« Il était une fois, dans un grand bois, un pauvre bûcheron et une pauvre bûcheronne… » C’est sur ces mots, énoncés par la voix de Jean-Louis Trintignant, que s’ouvre La plus précieuse des marchandises, la première incursion de Michel Hazanavicius dans le cinéma d’animation. Le réalisateur de The Artist y adapte le livre éponyme de Jean-Claude Grumberg, un conte bouleversant évoquant la Shoah tout en saluant les Justes. Le récit se déploie en Pologne, au coeur d’un hiver rigoureux, lorsque pauvre bûcheronne recueille un bébé jeté d’un convoi lancé vers les camps de la mort. Si pauvre bûcheron ne voit pas l’arrivée du nourrisson d’un bon oeil – « C’est un sans-coeur, on va nous coller au mur quand on le découvrira », observe-t-il, mû par la peur et l’ignorance -, il va se raviser petit à petit, le couple faisant bientôt bloc pour protéger l’enfant des nombreuses menaces alentour…

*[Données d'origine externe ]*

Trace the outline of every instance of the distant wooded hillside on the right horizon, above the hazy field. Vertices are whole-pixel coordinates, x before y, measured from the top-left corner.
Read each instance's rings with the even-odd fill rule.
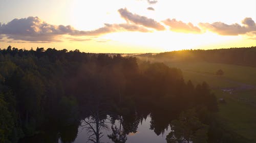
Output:
[[[203,61],[256,67],[256,47],[212,50],[180,50],[159,53],[154,55],[153,58],[168,58],[174,62]]]

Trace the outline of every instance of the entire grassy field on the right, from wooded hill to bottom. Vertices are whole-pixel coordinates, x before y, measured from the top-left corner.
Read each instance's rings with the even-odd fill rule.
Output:
[[[256,142],[256,68],[216,63],[172,63],[170,67],[180,68],[185,81],[195,85],[206,81],[217,98],[224,98],[226,104],[219,104],[220,119],[233,131]],[[224,71],[217,76],[217,70]],[[232,89],[231,93],[223,92]]]

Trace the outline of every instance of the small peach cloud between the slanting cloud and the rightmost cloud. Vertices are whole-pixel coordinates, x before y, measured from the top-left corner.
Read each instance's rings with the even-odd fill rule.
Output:
[[[184,23],[177,21],[176,19],[166,19],[162,21],[165,25],[170,27],[170,31],[181,32],[181,33],[201,33],[199,27],[194,26],[192,23]]]

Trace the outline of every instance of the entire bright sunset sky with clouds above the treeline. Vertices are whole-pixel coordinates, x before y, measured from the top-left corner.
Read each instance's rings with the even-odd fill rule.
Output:
[[[145,53],[256,46],[255,0],[0,0],[0,48]]]

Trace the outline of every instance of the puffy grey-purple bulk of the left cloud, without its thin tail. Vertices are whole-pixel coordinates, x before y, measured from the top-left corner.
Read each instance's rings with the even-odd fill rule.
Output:
[[[70,25],[51,25],[38,17],[13,19],[0,26],[0,34],[8,39],[24,41],[58,41],[57,35],[73,34],[78,31]]]

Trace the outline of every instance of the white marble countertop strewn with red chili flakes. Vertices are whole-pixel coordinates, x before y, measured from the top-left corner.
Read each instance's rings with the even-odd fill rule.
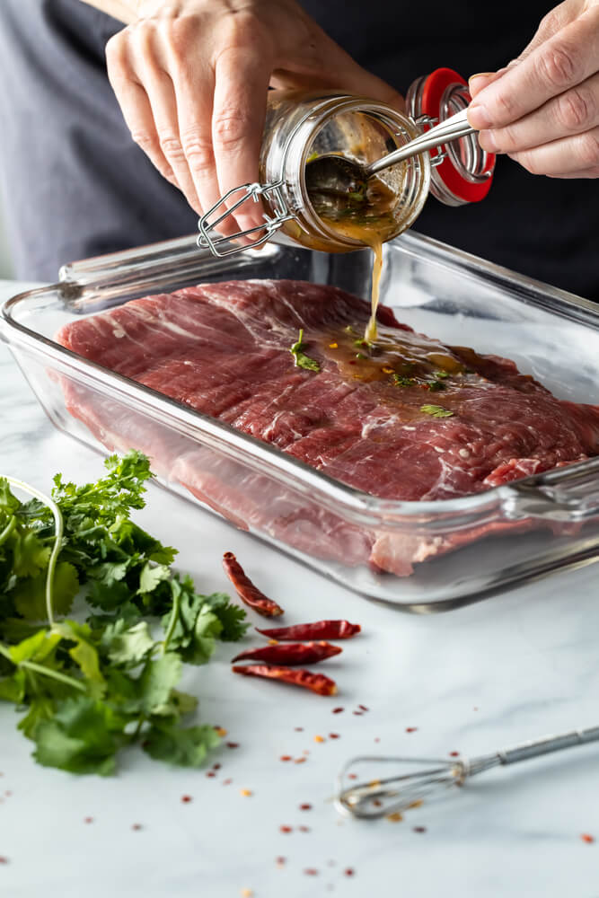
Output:
[[[11,291],[5,284],[0,300]],[[40,489],[55,471],[100,475],[99,456],[50,426],[2,344],[0,420],[0,472]],[[200,697],[201,719],[239,743],[215,753],[214,779],[141,753],[125,756],[111,779],[40,768],[13,707],[0,706],[2,896],[599,895],[599,745],[492,770],[401,823],[341,821],[329,800],[341,764],[357,753],[475,755],[599,723],[599,566],[416,617],[331,585],[160,489],[140,517],[181,549],[180,568],[204,590],[227,588],[219,559],[230,549],[289,622],[347,617],[364,633],[327,662],[339,682],[332,700],[234,677],[231,647],[189,668],[185,686]],[[357,717],[360,702],[369,711]],[[346,710],[331,714],[335,706]],[[304,749],[302,764],[279,761]],[[183,794],[193,800],[182,804]],[[313,808],[300,810],[304,802]],[[279,832],[281,824],[294,831]],[[586,832],[597,841],[583,841]]]

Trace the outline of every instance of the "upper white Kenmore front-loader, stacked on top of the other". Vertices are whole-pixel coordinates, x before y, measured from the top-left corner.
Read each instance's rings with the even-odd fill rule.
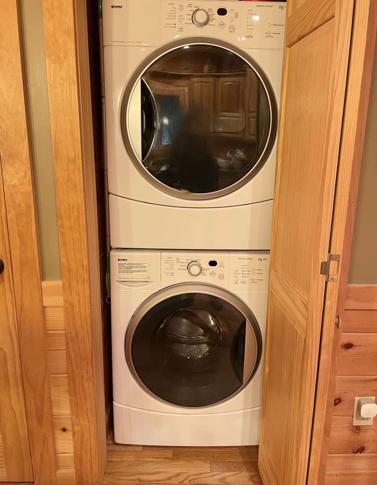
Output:
[[[103,1],[113,247],[269,249],[285,5]]]

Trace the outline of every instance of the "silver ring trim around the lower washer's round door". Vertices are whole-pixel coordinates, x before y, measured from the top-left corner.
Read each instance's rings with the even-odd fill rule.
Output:
[[[136,372],[136,369],[132,362],[132,355],[131,355],[132,338],[142,318],[148,313],[149,310],[151,310],[153,307],[163,302],[164,300],[167,300],[173,296],[179,296],[182,294],[189,294],[189,293],[202,293],[206,295],[215,296],[217,298],[220,298],[228,302],[230,305],[235,307],[239,312],[241,312],[246,319],[245,346],[246,345],[251,346],[251,348],[248,348],[248,349],[245,348],[243,384],[236,390],[236,392],[231,394],[226,399],[223,399],[222,401],[219,401],[214,404],[209,404],[208,406],[186,407],[186,406],[180,406],[180,405],[172,404],[172,403],[169,403],[168,401],[165,401],[164,399],[154,394],[144,384],[144,382],[140,379],[138,373]],[[255,355],[254,358],[253,358],[253,353]],[[255,372],[257,372],[259,364],[261,362],[262,335],[261,335],[261,330],[259,328],[258,322],[255,316],[253,315],[252,311],[245,305],[243,301],[241,301],[233,293],[230,293],[229,291],[223,288],[209,285],[207,283],[178,283],[176,285],[172,285],[160,291],[157,291],[149,298],[147,298],[147,300],[145,300],[137,308],[135,313],[132,315],[130,323],[127,327],[126,338],[125,338],[125,354],[126,354],[127,364],[129,366],[129,369],[131,371],[133,378],[135,379],[137,384],[154,399],[157,399],[158,401],[164,404],[170,404],[172,406],[176,406],[180,408],[184,407],[184,409],[202,409],[202,408],[204,409],[207,407],[213,407],[217,404],[221,404],[221,403],[225,403],[226,401],[229,401],[229,399],[231,399],[236,394],[238,394],[250,382]]]

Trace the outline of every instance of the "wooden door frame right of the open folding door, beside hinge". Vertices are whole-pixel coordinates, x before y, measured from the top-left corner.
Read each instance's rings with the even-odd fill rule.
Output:
[[[355,0],[329,247],[329,253],[341,254],[340,277],[338,282],[327,284],[325,293],[308,485],[322,485],[325,480],[335,396],[336,360],[342,333],[342,330],[338,329],[334,323],[337,315],[342,319],[345,307],[376,29],[376,2],[374,0]]]

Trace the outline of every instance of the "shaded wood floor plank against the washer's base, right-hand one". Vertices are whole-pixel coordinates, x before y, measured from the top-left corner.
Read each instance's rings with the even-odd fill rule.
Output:
[[[257,461],[258,447],[240,448],[173,448],[173,459],[210,461]]]

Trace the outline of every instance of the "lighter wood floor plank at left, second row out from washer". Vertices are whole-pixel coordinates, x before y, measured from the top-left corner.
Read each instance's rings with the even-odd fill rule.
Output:
[[[109,461],[107,464],[109,471],[132,472],[138,474],[139,472],[149,473],[155,471],[179,471],[179,472],[207,472],[211,471],[209,461],[183,461],[183,460],[122,460]]]

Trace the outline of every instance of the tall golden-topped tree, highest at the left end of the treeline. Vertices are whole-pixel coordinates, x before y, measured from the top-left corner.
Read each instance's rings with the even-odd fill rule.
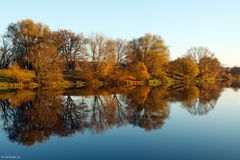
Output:
[[[31,48],[41,43],[49,32],[49,28],[42,23],[35,23],[30,19],[12,23],[7,28],[7,37],[13,45],[12,52],[15,61],[20,66],[30,68],[25,57],[30,54]]]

Aborder l’Holocauste dans un film d’animation constituait un pari audacieux. Michel Hazanavicius le relève haut la main, trouvant dans le médium la juste distance pour suggérer l’indicible, la fiction étant bientôt rattrapée par la réalité la plus sombre tandis que le trait, d’un classicisme épuré, se fige. Mais si l’horreur est bien présente, c’est vers la lumière et la vie que choisit de se tourner le réalisateur à travers l’histoire de ce couple de Justes. Un récit auquel la forme du conte confère une dimension intemporelle et universelle – les mots « juif » ou « Shoah » n’y sont jamais prononcés -, manière aussi d’en souligner la résonance contemporaine. Si la musique d’Alexandre Desplat surjoue quelque peu la dramatisation, La plus précieuse des marchandises n’en est pas moins une fable humaniste de toute beauté, un film délicat aussi émouvant que nécessaire…
La plus précieuse des marchandises
Film d’animation de Michel Hazanavicius. Avec les voix de Jean-Louis Trintignant, Dominique Blanc, Grégory Gadebois, Denis Podalydès.